Step 2: Click on ‘Login with PRAN/IPIN’.
Step 3: You will be directed to the login page. Select ‘Reset Password’ to create a new password.
Step 4: Enter your PRAN, date of birth, and a new password.
Step 5: Confirm the new password and complete the CAPTCHA.
Step 6: Click Submit to proceed.
Step 7: You will receive an OTP (One-Time Password) on your registered mobile number.
Step 8: Enter the OTP to confirm the new password.
Step 9: After successful confirmation, you can log in using your PRAN and the new password.
2. Through KFintech NPS Portal
To log in for the first time via the KFintech NPS portal, follow these steps:
Step 1: Visit the official KFintech NPS portal.

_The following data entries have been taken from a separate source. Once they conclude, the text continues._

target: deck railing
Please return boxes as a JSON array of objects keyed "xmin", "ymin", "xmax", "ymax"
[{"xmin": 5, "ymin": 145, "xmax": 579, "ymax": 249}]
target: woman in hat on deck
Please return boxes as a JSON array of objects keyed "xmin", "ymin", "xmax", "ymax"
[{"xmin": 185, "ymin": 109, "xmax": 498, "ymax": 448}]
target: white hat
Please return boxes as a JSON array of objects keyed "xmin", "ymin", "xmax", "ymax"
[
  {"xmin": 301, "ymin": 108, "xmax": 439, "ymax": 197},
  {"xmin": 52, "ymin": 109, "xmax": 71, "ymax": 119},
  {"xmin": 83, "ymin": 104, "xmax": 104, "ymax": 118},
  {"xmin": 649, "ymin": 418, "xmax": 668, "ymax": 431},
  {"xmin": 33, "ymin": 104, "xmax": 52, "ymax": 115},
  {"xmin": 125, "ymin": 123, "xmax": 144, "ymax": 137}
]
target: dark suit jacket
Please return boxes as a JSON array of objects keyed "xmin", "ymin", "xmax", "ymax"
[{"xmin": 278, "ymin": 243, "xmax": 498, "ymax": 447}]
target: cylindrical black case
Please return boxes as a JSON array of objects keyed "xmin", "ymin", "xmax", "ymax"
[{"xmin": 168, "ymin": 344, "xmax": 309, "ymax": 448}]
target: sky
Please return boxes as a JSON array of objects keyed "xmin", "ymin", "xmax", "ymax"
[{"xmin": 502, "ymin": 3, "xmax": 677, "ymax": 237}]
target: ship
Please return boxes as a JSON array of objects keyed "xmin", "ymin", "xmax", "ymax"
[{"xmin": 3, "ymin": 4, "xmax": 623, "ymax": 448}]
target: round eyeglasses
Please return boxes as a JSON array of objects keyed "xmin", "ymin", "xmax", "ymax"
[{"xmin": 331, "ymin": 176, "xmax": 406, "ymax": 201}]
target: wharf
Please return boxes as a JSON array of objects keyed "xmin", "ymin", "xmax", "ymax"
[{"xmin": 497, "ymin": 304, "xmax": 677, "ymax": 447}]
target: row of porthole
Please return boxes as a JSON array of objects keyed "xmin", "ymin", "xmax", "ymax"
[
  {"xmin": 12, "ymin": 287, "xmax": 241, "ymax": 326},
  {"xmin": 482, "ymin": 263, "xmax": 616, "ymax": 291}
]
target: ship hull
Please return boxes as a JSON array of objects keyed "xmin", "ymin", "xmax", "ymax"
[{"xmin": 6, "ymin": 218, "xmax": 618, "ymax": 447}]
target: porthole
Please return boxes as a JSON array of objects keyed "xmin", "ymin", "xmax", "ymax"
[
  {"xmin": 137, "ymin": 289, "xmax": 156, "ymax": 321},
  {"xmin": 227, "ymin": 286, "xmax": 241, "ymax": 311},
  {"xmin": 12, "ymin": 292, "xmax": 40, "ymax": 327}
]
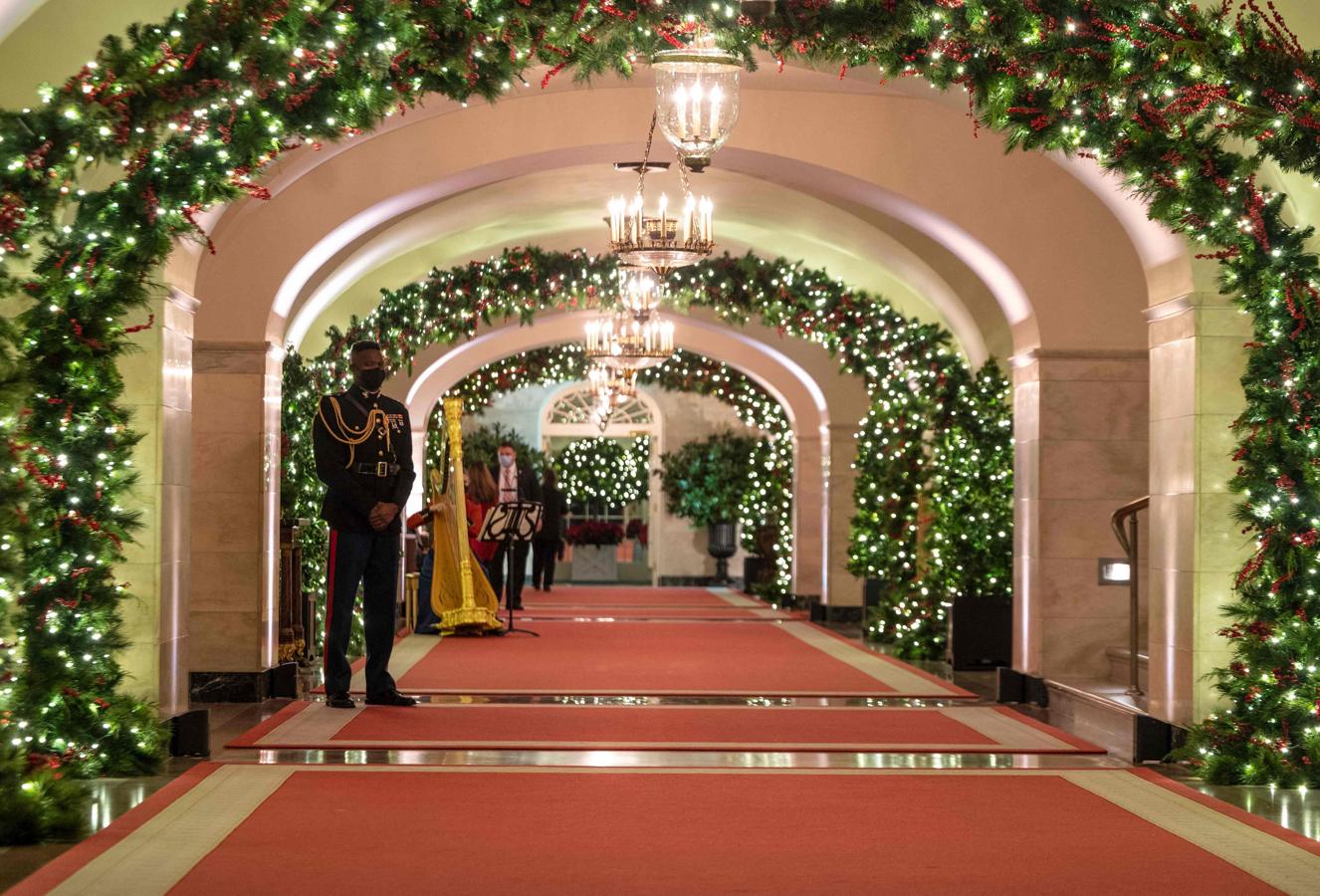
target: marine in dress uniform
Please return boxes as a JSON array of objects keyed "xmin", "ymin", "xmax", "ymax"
[{"xmin": 312, "ymin": 341, "xmax": 416, "ymax": 709}]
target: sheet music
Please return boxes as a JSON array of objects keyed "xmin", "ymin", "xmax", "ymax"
[{"xmin": 477, "ymin": 502, "xmax": 544, "ymax": 541}]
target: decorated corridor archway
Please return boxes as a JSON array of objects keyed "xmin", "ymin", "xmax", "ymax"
[
  {"xmin": 273, "ymin": 248, "xmax": 1011, "ymax": 656},
  {"xmin": 0, "ymin": 0, "xmax": 1320, "ymax": 784}
]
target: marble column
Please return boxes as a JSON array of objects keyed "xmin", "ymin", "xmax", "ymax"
[
  {"xmin": 1147, "ymin": 292, "xmax": 1251, "ymax": 725},
  {"xmin": 190, "ymin": 341, "xmax": 283, "ymax": 680},
  {"xmin": 116, "ymin": 291, "xmax": 198, "ymax": 718},
  {"xmin": 825, "ymin": 422, "xmax": 863, "ymax": 607},
  {"xmin": 793, "ymin": 430, "xmax": 829, "ymax": 603},
  {"xmin": 1013, "ymin": 349, "xmax": 1150, "ymax": 680}
]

Step 2: Click on ‘Login’, then select ‘Existing Subscriber’.
Step 3: On the login page, click ‘Generate/Reset Password’.
Step 4: Enter your PRAN, date of birth, and the CAPTCHA code, then click Submit.
Step 5: You will receive an OTP on your registered mobile number.
Step 6: Enter the OTP and set a new password.
Step 7: After successfully creating your password, you can use it to log in to your NPS account.
The National Pension Scheme (NPS) offers a comprehensive, flexible retirement solution for Indian citizens, providing the opportunity for higher returns, tax benefits, and the security of a stable pension. Whether you are a salaried individual, a private-sector employee, or someone seeking better retirement planning, NPS ensures you stay financially secure during your post-retirement years. With options to contribute voluntarily and tax-saving deductions, NPS is an ideal option to start your long-term financial planning.